O Syriza ganhou as eleições num momento favorável em que cresciam as críticas às políticas de austeridade e às troikas. Não o soube aproveitar. Nas primeiras semanas acumulou erros de cálculo. As exibições de Yanis Varoufakis criaram anticorpos. Tsipras apostou em dividir os europeus e explorar as divergências sobre o euro e a austeridade. Mas nada obteve de Renzi ou de Hollande, para quem eram inaceitáveis as novas exigências de Atenas. Equivocou-se sobre as posições de Portugal, Espanha e Irlanda ou sobre os Bálticos.
A campanha nacionalista germanófoba funcionou na Grécia mas não no exterior. A ameaça de viragem das alianças — aproximar-se de Moscovo — foi um fogacho. Antes de ser eleito, já Tsipras tinha apostado na inevitável cedência da UE graças ao pânico de um default grego que faria implodir a zona euro. O risco permanece mas não tem o peso da ameaça de 2011.
Atenas desperdiçou os bons argumentos que jogariam a seu favor. A sua flutuante estratégia negocial é um enigma. As “linhas vermelhas” de Tsipras são o que resta do seu programa eleitoral. Mas elas próprias devem ser questionadas porque as suas raízes são mais fundas do que a ideologia e as promessas eleitorais.
O “antigo regime”
As troikas e os economistas sempre deram pouca atenção às raízes da crise grega que se fundam na natureza do seu Estado — do clientelismo à ausência de uma máquina fiscal moderna.
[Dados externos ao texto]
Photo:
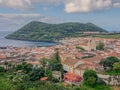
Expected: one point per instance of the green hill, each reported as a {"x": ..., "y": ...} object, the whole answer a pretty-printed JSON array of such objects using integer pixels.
[{"x": 38, "y": 31}]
Sem reforma do Estado nenhum programa económico funciona.
Surpreendentemente, Tsipras não deu a indicação de estar interessado na reforma do Estado — o que pareceria lógico, dado o Syriza não ter sido responsável por essas práticas. Estas decorrem da História grega e dos dois partidos que a dominaram desde a integração europeia — a Nova Democracia e o Pasok.
George Prevelakis, especialista da geopolítica balcânica, escrevia em 2011: “Após a criação da Grécia moderna, o principal instrumento do clientelismo foi o emprego dos ‘protegidos’ no Estado. O maná vindo do exterior desde 1981 permitiu engordar o Estado, que emprega actualmente mais de um milhão de pessoas, um quarto da população activa da Grécia. Aos problemas ligados à sua dimensão, junta-se a existência de redes de corrupção que levaram a uma ‘privatização mafiosa’ do sector público [por partidos e sindicatos].”
A que se deve a inabalável resistência do Syriza em tocar no funcionalismo, no sector público, no sistema de pensões, na flexibilização do trabalho ou no sistema das convenções colectivas? A considerações sociais ou revolucionárias? Ao medo de perder eleições? Ou à sua adaptação aos “costumes” da velha sociedade? “O eleitorado nunca apoiou os políticos sérios. Pelo contrário, os eleitores participavam na ‘grande festa’ financiada por recursos fictícios”, anota o mesmo autor.
Tudo isto deixa a noção de que, em vez de inovador, o Syriza significa uma opção esquerdista de continuidade em relação à Grécia das últimas décadas.
Há, no entanto, um ponto em que economistas e tecnocratas não pensam e que muito preocupa italianos, ingleses e, sobretudo, americanos. A Grécia está situada no crítico Sueste da Europa, na vizinhança do Médio Oriente e por onde passam grandes migrações, região em que russos e chineses têm elevado interesse. Um novo foco de turbulência nos Balcãs seria uma catástrofe geopolítica para a NATO. Os gregos sabem-no. É um dos argumentos que joga a favor de uma política mais flexível perante a Grécia. Foi o que o americano Jack Lew quis dizer no G7 de Dresden.